There are plenty of options for reaching the islands and you can navigate on your own, by bike, by horse drawn cart, or bus tour, all arranged either in advance or upon arrival.  Having never visited the Aran’s, we both thought it best to choose a guided tour that included transportation.  We chose Faherty Tours as it not only provided both but is run by Aran Islanders and booked a day trip to the largest Island, Inishmore (Inis Mór).

The bus ride from Galway to Ros a Mhíl (Rossaveal) to catch the ferry travels along Galway Bay with beautiful views all along the coast.  We boarded the Glór na Farraige (Voice of the Sea) ferry which would transport us to the island, and after only a few minutes in our seats, decided to stand outside where the view was better.

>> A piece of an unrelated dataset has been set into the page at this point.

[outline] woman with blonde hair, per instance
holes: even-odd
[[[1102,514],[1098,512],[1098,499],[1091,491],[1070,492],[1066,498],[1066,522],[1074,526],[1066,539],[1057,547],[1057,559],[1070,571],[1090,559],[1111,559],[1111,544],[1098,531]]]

The bus tour around the island was amazing.  Not only the scenery and many worthwhile stops, but the love of the land infused into the commentary our driver provided made the journey come alive.  The best tour guides are the ones that love the places they are showing off.  Just over 800 people live on the island but the population swells during any given day during the summer to three times that amount.  Only people with island heritage are allowed to build on the islands.  Hard to believe in this day and age, but they did not get electricity until 1972.

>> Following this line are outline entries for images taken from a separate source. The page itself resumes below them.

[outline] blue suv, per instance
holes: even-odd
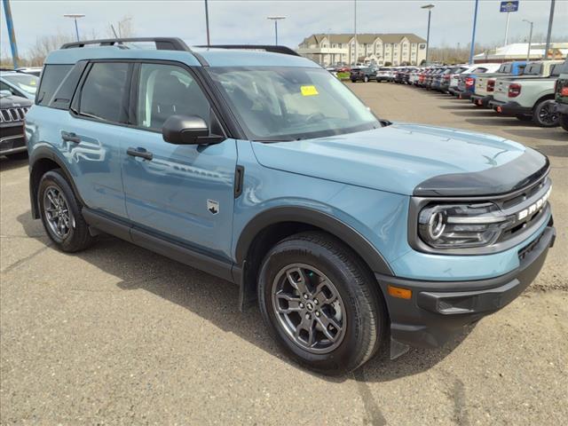
[[[106,233],[233,281],[327,374],[441,345],[536,277],[555,239],[547,157],[391,123],[288,48],[236,47],[48,56],[26,133],[32,214],[56,247]]]

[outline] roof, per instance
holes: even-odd
[[[372,43],[377,38],[383,43],[399,43],[403,38],[406,38],[410,43],[426,43],[422,37],[412,33],[364,33],[357,35],[357,41],[359,43]],[[353,33],[347,34],[312,34],[304,39],[301,44],[319,44],[324,38],[330,38],[331,43],[349,43],[353,38]]]
[[[75,64],[84,59],[158,59],[174,60],[190,67],[201,67],[194,53],[201,55],[210,67],[310,67],[315,62],[299,56],[251,50],[229,50],[192,47],[189,51],[97,46],[59,49],[45,59],[45,64]]]

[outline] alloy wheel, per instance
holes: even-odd
[[[344,304],[334,283],[318,269],[293,264],[272,282],[272,309],[288,336],[312,353],[328,353],[345,335]]]

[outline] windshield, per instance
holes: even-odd
[[[209,67],[251,140],[279,141],[381,127],[339,80],[321,68]]]
[[[39,78],[36,75],[30,75],[28,74],[4,75],[2,78],[10,84],[16,86],[20,91],[29,93],[30,95],[36,94],[36,91],[37,90],[37,82],[39,81]]]

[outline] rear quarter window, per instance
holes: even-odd
[[[128,111],[124,95],[129,64],[95,62],[83,84],[79,114],[110,122],[124,122]]]
[[[46,65],[42,73],[39,91],[36,97],[37,105],[46,106],[51,100],[58,87],[67,75],[73,65]]]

Dún Aonghasa (sometimes referred to as Dun Angus) was the main attraction, but reaching the summit is not for the faint of heart or unsteady of foot.  Parts of the climb are quite rocky, so slow and steady progress is advised over speed.  I found it easier to go up than down, especially on the rocky parts.

Once you reach the top, your reward includes spectacular views of the coastline as well as an ancient fortress dating back to about 1000 BC.  Foundations were discovered for seven houses inside the inner enclosure, though little is visible today.  You can walk right to the cliff edge if you’re brave enough, and/or lie down to get a breathtaking view of the cliff face.  Amazingly, with no protective barrier, it is rare for someone to fall over.

The island landscape is full of limestone rock, dug up, used for buildings and walls.  Farming is one of the primary industries, though the soil is shallow and is continually fortified with seaweed to allow the growth of vegetation as well as grass for the cows, goats, and handful of sheep.  Oddly enough, there are few sheep on Inishmore, at least at this time.  The wool to make the famous Aran sweaters is brought in from Kerry and Connemara.

Tiny leprechaun cottages are scattered around the island, whether tributes to ancient deities or merely snapshot fodder for tourists, it’s hard to tell.

At one stop with a boat loading, the surrounding landscape was lunar in nature, with plenty of rock, some pocketed with holes where tiny crabs, barnacles, and other sea creatures make their homes.  Another was a beautiful white sandy blue flag beach called Kilmurvey. We also visited the site of the ruins of the seven churches, burned out by Cromwell.   (Technically there aren’t seven churches, more likely one or two with the rest monastic dwellings.)

Appropriately, we were transported back on the Draíocht na Farraige, Magic of the Sea.  Clearly it was the highlight of our excursions to date and a must see if you’re in the area.  I’m just sorry it took me so long to make it out there to see that beauty.